Understanding the concept of work done by a force is pivotal. It's not just about calculating a value but also about comprehending the physics behind the movement of objects. Work done is a measure of energy transferred by a force over a displacement, and this concept is central to many areas of physics and engineering.

Understanding Work Done by a Force

Work Done ($W$): Energy transferred when a force moves an object.

Force ($F$): Push or pull on an object.

Displacement ($d$): Distance over which force acts.

Formula for Work Done

The work done is given by the formula:

W = Fd cos(θ)

Where:

• W is the work done,
• F is the magnitude of the force,
• d is the displacement,
• θ (Theta) is the angle between the force and displacement vectors.

This formula accounts for the force component acting in the direction of displacement.

Image courtesy of Cuemath

Factors Affecting Work Done

1. Force Magnitude: More force = More work.

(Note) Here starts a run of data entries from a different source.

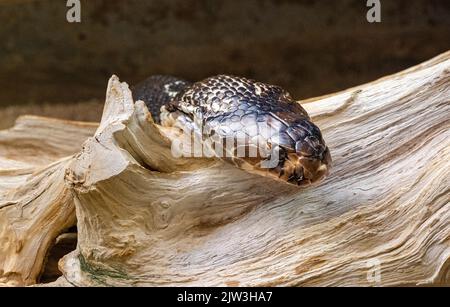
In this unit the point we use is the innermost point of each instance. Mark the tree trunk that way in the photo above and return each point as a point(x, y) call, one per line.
point(143, 217)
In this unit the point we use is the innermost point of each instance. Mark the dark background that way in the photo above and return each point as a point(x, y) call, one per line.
point(309, 47)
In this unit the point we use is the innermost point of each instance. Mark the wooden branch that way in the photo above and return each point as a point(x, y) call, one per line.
point(147, 218)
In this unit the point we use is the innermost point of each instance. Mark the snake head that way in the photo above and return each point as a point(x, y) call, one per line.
point(304, 158)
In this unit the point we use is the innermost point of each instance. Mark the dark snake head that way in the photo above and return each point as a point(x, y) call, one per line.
point(304, 158)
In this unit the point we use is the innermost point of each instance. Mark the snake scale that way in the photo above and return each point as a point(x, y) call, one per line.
point(252, 114)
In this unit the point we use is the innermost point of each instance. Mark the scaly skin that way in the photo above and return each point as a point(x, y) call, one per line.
point(257, 117)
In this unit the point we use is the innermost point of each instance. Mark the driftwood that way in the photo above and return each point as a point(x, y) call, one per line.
point(146, 218)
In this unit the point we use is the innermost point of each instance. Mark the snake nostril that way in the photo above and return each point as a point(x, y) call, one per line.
point(310, 147)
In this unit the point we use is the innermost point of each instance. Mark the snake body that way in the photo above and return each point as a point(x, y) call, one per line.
point(253, 114)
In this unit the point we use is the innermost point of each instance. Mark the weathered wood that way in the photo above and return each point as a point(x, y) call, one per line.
point(146, 218)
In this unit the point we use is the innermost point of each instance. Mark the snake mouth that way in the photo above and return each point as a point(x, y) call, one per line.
point(304, 170)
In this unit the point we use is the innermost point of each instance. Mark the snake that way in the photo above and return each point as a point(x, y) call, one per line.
point(262, 122)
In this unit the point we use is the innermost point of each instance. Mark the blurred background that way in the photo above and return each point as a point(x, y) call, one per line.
point(310, 47)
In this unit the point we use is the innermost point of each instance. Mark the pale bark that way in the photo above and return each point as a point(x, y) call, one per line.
point(147, 218)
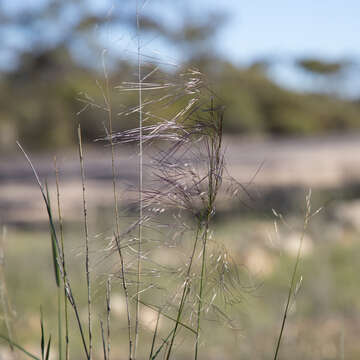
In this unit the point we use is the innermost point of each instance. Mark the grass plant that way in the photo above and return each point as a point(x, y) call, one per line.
point(186, 173)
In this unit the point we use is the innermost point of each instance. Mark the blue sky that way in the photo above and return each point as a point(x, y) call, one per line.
point(282, 30)
point(324, 28)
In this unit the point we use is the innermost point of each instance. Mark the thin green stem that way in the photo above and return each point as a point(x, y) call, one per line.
point(87, 270)
point(185, 291)
point(140, 235)
point(62, 260)
point(293, 279)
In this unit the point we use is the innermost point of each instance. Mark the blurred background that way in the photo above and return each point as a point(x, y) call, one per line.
point(289, 76)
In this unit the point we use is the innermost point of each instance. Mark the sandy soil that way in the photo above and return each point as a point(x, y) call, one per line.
point(331, 161)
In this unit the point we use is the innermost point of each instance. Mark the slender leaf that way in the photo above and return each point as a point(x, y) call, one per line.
point(19, 347)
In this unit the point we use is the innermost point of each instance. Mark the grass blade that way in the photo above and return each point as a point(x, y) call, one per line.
point(15, 345)
point(48, 349)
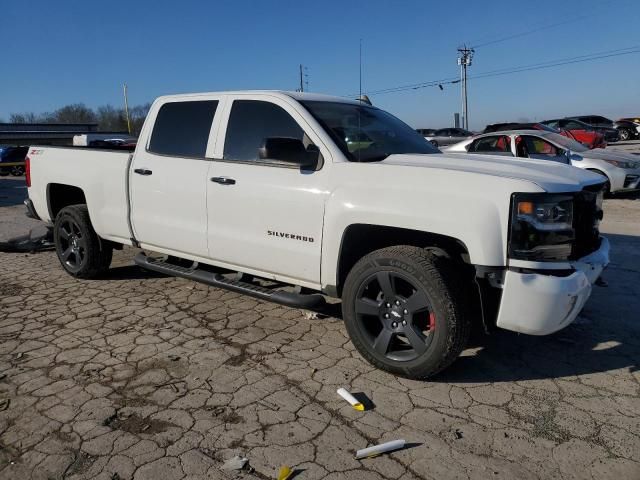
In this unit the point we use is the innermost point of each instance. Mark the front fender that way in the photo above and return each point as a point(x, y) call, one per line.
point(473, 209)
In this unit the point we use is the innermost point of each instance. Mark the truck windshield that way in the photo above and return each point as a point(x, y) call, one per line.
point(367, 134)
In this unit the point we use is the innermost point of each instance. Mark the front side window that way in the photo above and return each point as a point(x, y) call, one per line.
point(367, 134)
point(182, 128)
point(251, 122)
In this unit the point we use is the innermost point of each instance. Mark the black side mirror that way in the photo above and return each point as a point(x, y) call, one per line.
point(290, 150)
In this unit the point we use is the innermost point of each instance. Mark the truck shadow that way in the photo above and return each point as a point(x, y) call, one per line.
point(130, 272)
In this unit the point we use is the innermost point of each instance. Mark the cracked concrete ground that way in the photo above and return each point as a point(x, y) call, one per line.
point(138, 376)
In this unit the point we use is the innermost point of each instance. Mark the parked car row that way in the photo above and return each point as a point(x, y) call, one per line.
point(626, 128)
point(621, 169)
point(12, 160)
point(444, 136)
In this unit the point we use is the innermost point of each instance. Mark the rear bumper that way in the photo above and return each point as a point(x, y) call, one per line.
point(31, 211)
point(540, 304)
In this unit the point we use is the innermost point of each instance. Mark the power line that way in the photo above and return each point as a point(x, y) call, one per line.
point(533, 30)
point(596, 11)
point(509, 70)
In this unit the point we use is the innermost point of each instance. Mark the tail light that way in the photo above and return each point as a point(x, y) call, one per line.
point(27, 171)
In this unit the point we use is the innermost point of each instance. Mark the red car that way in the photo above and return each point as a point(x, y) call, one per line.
point(589, 138)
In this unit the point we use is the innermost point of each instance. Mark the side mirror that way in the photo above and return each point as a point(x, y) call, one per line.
point(290, 150)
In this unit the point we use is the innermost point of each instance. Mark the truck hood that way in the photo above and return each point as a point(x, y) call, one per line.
point(550, 176)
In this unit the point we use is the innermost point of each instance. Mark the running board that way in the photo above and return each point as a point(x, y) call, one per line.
point(289, 299)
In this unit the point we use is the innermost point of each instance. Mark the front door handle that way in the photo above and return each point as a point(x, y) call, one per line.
point(223, 180)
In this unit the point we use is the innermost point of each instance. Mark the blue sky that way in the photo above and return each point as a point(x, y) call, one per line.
point(61, 52)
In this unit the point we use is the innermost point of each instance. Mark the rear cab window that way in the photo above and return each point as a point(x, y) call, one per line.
point(182, 129)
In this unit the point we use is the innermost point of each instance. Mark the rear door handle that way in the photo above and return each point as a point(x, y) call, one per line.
point(223, 180)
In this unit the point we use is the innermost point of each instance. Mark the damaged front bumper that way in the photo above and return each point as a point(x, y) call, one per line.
point(540, 303)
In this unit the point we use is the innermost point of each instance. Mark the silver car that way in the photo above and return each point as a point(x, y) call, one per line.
point(621, 169)
point(448, 136)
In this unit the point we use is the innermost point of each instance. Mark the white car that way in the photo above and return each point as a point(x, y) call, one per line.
point(621, 169)
point(323, 195)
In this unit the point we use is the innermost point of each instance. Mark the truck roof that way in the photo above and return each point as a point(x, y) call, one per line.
point(296, 95)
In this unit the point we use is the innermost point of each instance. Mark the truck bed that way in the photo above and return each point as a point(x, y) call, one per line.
point(100, 173)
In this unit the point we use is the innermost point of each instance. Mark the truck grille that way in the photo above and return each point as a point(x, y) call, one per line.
point(587, 213)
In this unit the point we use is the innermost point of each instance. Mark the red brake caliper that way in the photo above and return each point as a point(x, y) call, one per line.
point(432, 321)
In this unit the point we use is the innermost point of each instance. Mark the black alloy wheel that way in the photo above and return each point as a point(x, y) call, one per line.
point(405, 320)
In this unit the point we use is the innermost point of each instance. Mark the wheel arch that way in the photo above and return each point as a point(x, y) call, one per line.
point(61, 195)
point(360, 239)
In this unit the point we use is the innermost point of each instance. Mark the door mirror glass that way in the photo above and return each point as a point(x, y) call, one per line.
point(290, 150)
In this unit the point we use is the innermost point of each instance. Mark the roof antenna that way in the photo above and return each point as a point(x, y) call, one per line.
point(362, 98)
point(360, 91)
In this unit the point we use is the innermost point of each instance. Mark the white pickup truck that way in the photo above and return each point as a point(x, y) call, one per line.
point(291, 197)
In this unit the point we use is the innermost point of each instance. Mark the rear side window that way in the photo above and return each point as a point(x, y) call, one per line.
point(182, 128)
point(250, 122)
point(497, 144)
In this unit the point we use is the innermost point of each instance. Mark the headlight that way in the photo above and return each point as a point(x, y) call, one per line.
point(619, 164)
point(541, 226)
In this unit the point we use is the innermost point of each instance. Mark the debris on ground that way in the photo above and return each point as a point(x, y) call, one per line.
point(380, 449)
point(351, 399)
point(38, 239)
point(235, 463)
point(285, 473)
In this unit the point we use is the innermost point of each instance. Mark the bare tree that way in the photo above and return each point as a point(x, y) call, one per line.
point(108, 117)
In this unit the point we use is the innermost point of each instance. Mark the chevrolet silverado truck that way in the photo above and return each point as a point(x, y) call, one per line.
point(293, 197)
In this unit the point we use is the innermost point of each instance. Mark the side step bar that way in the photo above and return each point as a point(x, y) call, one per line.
point(289, 299)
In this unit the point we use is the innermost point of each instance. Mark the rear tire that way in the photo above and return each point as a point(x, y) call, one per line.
point(81, 252)
point(405, 311)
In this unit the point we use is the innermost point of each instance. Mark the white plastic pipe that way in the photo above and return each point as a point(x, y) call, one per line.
point(351, 399)
point(380, 449)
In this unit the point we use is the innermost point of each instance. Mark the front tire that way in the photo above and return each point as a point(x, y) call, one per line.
point(81, 252)
point(405, 312)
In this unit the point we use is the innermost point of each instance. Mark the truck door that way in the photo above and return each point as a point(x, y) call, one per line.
point(264, 215)
point(168, 178)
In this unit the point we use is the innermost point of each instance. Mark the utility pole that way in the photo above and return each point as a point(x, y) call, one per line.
point(465, 55)
point(126, 107)
point(301, 79)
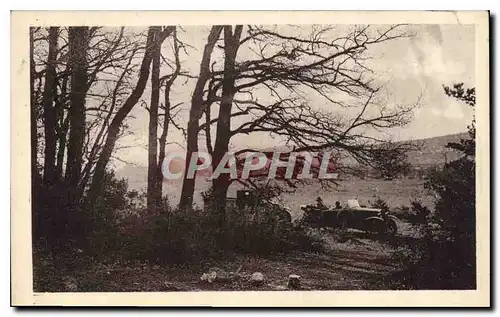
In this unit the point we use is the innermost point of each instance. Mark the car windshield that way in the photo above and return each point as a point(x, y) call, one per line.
point(353, 203)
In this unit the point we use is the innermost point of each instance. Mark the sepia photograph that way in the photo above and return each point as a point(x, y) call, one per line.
point(274, 155)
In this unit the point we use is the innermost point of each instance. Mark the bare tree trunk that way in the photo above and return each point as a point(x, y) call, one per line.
point(48, 110)
point(78, 38)
point(153, 197)
point(195, 113)
point(163, 143)
point(221, 184)
point(34, 139)
point(114, 128)
point(62, 137)
point(208, 134)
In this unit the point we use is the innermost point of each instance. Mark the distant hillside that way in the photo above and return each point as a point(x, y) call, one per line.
point(432, 152)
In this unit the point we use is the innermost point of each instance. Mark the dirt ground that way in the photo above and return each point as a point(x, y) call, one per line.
point(360, 262)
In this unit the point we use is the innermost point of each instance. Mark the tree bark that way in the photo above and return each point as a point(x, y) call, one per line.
point(78, 44)
point(195, 113)
point(49, 168)
point(120, 116)
point(153, 196)
point(221, 184)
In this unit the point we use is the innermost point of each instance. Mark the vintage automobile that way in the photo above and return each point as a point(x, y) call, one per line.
point(352, 215)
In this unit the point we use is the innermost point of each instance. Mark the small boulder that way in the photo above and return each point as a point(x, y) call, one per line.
point(257, 278)
point(294, 281)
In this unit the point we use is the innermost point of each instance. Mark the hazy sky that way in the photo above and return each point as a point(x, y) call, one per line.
point(435, 55)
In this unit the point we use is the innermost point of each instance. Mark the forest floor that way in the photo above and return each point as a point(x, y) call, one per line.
point(360, 262)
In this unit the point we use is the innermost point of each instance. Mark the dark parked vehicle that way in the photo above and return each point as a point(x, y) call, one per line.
point(351, 216)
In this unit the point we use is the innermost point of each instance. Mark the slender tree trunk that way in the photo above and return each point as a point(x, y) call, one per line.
point(208, 134)
point(114, 128)
point(221, 184)
point(48, 110)
point(78, 38)
point(62, 137)
point(195, 113)
point(153, 197)
point(62, 129)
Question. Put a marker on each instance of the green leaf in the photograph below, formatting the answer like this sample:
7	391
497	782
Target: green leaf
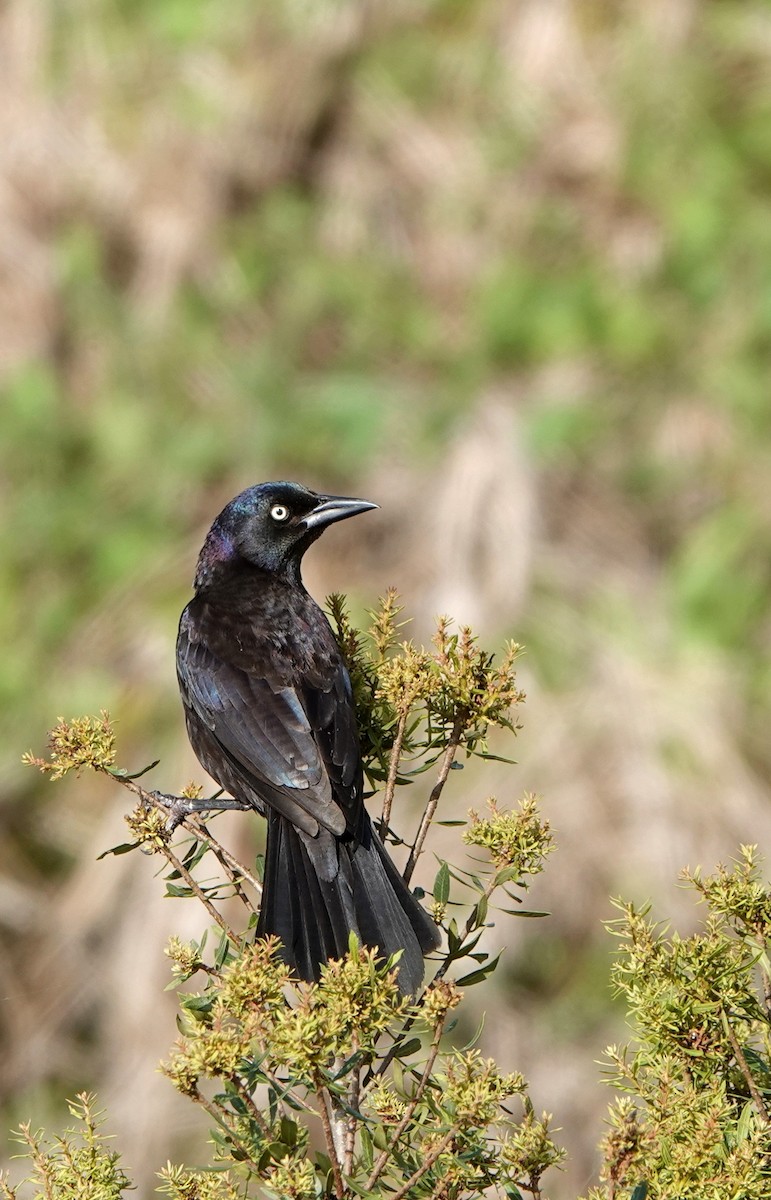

2. Displacement: Larger displacement = More work.

3. Angle of Application: Determines force component for work.

• At $0°$ (parallel): Maximum work.
• At $90°$ (perpendicular): No work $cos(90°)=0$.
• Other angles: Partial force contribution.

Work Done Examples:

Example 1: Horizontal Force

A force of 10 N is applied horizontally to move a box 5 meters. The task is to calculate the work done.

Solution:

Given Data:

• Force (F) = 10 N
• Displacement (d) = 5 m
• Angle (θ) = 0° (since the force is applied horizontally)

Calculating Work Done:

• The formula for work done (W) is $W = Fd \cos(\theta)$.
• In this case, $W = 10 \times 5 \times \cos(0°)$.
• Since $\cos(0°) = 1$,
• Therefore, $W = 10 \times 5 \times 1 = 50$Joules.

Conclusion: The work done in moving the box is 50 Joules.

Example 2: Force at an Angle

A force of 20 N is used to move an object 3 meters at an angle of 30° to the horizontal. The objective is to determine the work done.

Solution:

Given Data:

• Force (F) = 20 N
• Displacement (d) = 3 m
• Angle (θ) = 30°

Calculating Cosine of 30°:

• The cosine of 30° is $\cos(30°) \approx 0.866$ (rounded to three decimal places).

Calculating Work Done:

• The formula for work done is again $W = Fd \cos(\theta)$.
• Therefore, $W = 20 \times 3 \times 0.866$.
• Simplifying, $W \approx 51.96$ Joules.

Conclusion: The work done in this scenario is approximately 51.96 Joules.

Example 3: Varied Angles

Calculate the work done when a force of 15 N moves an object 4 meters at angles of 0°, 45°, and 90°.

Solution:

General Formula: $W = Fd \cos(\theta)$

• Where $F = 15 \, \text{N}, d = 4 \, \text{m},$ and $\theta$ is the angle between the force and displacement direction.

For $\theta = 0°$:

• $\cos(0°) = 1$
• $W = 15 \times 4 \times \cos(0°) = 60 \, \text{Joules}$

For $\theta = 45°:$

• $\cos(45°) \approx 0.707$
• $W = 15 \times 4 \times 0.707 \approx 42.43 \, \text{Joules}$

For $\theta = 90°$:

• $\cos(90°) = 0$
• $W = 15 \times 4 \times \cos(90°) = 0 \, \text{Joules}$

Conclusion: The angle at which the force is applied significantly affects the work done: 60 Joules at 0°, approximately 42.43 Joules at 45°, and 0 Joules at 90°.